The limitations of our study are a small number of patients, especially those patients with primary FSGS, and retrospective design. Also, our study provides correlations and not a pathophysiologic proof of concept. However, we provide first human biopsy report in adult patients with secondary FSGS showing that two classical intraglomerular immunoflourescence parameters (IgM and C3) may contribute to the clarification of this very heterogeneous group of patients. Although interventions aimed at modulations of complement effector molecules are increasingly used in autoimmune renal diseases and transplantation, we believe that further analyses are necessary to draw conclusions about benefits of this kind of treatment in FSGS therapy (31).

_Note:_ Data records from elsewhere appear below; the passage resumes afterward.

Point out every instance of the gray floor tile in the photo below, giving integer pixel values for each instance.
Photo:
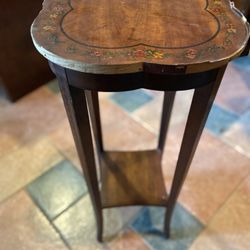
(57, 189)
(184, 228)
(220, 120)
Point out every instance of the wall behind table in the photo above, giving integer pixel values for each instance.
(22, 68)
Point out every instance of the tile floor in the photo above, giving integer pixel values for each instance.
(44, 202)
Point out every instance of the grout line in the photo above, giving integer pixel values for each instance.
(142, 238)
(228, 198)
(70, 205)
(50, 222)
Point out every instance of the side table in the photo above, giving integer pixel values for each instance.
(119, 45)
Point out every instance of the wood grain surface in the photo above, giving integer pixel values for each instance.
(122, 36)
(132, 178)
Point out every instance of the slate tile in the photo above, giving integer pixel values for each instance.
(31, 118)
(122, 132)
(216, 170)
(230, 227)
(128, 239)
(24, 164)
(78, 227)
(234, 91)
(131, 100)
(57, 189)
(219, 120)
(23, 226)
(184, 228)
(150, 113)
(238, 136)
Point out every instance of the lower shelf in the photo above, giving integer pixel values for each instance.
(132, 178)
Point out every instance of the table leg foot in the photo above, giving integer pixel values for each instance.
(201, 105)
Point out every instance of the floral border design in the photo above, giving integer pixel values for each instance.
(215, 7)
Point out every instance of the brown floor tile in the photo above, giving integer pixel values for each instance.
(234, 93)
(230, 227)
(128, 240)
(215, 172)
(121, 132)
(23, 226)
(150, 114)
(30, 118)
(62, 139)
(24, 164)
(78, 227)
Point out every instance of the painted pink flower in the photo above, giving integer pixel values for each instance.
(231, 28)
(97, 53)
(191, 53)
(139, 53)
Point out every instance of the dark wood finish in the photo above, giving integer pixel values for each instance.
(161, 45)
(94, 111)
(22, 69)
(123, 82)
(76, 106)
(244, 6)
(133, 36)
(168, 102)
(132, 178)
(202, 102)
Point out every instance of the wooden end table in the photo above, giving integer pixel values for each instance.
(119, 45)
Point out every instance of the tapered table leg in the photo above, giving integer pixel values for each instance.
(165, 118)
(201, 104)
(94, 111)
(77, 111)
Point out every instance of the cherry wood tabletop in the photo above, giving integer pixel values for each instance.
(128, 36)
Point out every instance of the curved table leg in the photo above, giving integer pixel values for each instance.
(201, 104)
(77, 111)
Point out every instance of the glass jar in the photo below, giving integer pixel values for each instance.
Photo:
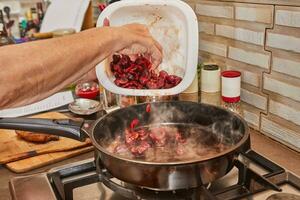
(232, 106)
(231, 91)
(88, 90)
(125, 101)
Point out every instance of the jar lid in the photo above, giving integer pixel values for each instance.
(231, 74)
(231, 86)
(210, 78)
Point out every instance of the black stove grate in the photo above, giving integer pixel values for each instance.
(249, 182)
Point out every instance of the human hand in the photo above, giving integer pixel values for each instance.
(135, 39)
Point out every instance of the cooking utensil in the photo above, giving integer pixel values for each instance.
(154, 175)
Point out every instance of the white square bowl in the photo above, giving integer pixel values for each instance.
(173, 24)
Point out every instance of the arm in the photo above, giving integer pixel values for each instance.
(33, 71)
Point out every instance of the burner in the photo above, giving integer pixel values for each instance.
(283, 196)
(59, 183)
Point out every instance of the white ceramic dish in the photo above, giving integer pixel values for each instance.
(173, 24)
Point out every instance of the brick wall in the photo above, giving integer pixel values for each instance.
(263, 42)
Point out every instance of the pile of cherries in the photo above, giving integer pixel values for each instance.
(139, 74)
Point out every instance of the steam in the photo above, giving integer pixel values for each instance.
(208, 130)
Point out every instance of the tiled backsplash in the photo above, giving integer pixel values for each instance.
(263, 42)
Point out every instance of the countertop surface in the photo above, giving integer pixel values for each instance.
(265, 146)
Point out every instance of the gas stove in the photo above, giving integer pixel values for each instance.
(253, 177)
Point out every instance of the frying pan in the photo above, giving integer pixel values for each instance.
(154, 175)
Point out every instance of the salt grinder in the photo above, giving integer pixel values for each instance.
(231, 90)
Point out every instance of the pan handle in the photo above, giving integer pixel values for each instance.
(60, 127)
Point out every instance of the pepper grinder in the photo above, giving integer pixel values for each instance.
(231, 91)
(210, 84)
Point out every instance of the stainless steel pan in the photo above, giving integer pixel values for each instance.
(158, 176)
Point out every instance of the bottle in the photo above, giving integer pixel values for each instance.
(4, 39)
(22, 27)
(35, 17)
(31, 26)
(40, 12)
(210, 84)
(191, 93)
(231, 91)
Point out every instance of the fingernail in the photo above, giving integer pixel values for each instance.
(106, 22)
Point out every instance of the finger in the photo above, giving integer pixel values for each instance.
(106, 22)
(155, 56)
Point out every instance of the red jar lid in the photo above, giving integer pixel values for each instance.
(88, 90)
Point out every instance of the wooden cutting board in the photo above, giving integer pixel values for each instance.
(28, 164)
(13, 148)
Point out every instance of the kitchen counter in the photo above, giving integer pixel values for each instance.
(276, 152)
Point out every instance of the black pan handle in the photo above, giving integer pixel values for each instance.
(61, 127)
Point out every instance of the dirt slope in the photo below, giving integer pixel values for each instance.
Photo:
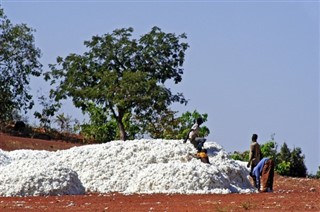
(290, 194)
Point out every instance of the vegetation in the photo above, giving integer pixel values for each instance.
(122, 76)
(287, 162)
(19, 59)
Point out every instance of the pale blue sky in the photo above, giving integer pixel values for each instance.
(252, 66)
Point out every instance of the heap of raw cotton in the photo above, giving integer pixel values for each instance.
(138, 166)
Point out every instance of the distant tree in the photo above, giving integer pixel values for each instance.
(19, 59)
(64, 122)
(50, 107)
(99, 129)
(167, 126)
(122, 75)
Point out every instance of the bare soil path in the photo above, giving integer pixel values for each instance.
(290, 194)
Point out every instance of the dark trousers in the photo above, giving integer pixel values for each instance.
(267, 176)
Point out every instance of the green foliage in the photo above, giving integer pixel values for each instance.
(166, 126)
(123, 75)
(99, 129)
(297, 168)
(50, 107)
(18, 61)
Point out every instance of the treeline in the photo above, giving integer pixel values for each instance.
(119, 83)
(288, 162)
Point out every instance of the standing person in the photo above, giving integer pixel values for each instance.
(255, 153)
(193, 135)
(202, 155)
(263, 174)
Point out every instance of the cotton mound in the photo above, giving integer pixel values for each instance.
(138, 166)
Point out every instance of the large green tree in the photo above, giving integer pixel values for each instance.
(19, 59)
(123, 75)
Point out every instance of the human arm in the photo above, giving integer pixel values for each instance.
(185, 140)
(250, 156)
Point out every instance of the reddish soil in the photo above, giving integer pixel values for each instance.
(290, 194)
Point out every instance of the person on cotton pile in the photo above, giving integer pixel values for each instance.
(255, 153)
(263, 174)
(202, 155)
(193, 135)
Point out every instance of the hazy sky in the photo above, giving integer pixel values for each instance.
(252, 66)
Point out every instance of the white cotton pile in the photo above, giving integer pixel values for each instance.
(138, 166)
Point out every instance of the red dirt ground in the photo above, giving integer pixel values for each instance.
(290, 194)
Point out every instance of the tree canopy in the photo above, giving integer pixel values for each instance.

In conclusion, this study showed a possible role of IgM deposition in secondary FSGS, indicating that IgM may serve as a novel predictor of disease progression. In our opinion, a further survey of the presence and possible pathogenic role of IgM in glomerulonephritis should be performed. Prospective studies with a larger patient cohort and therapy information are warranted to definitely define the role of IgM in patients with faster progression of FSGS.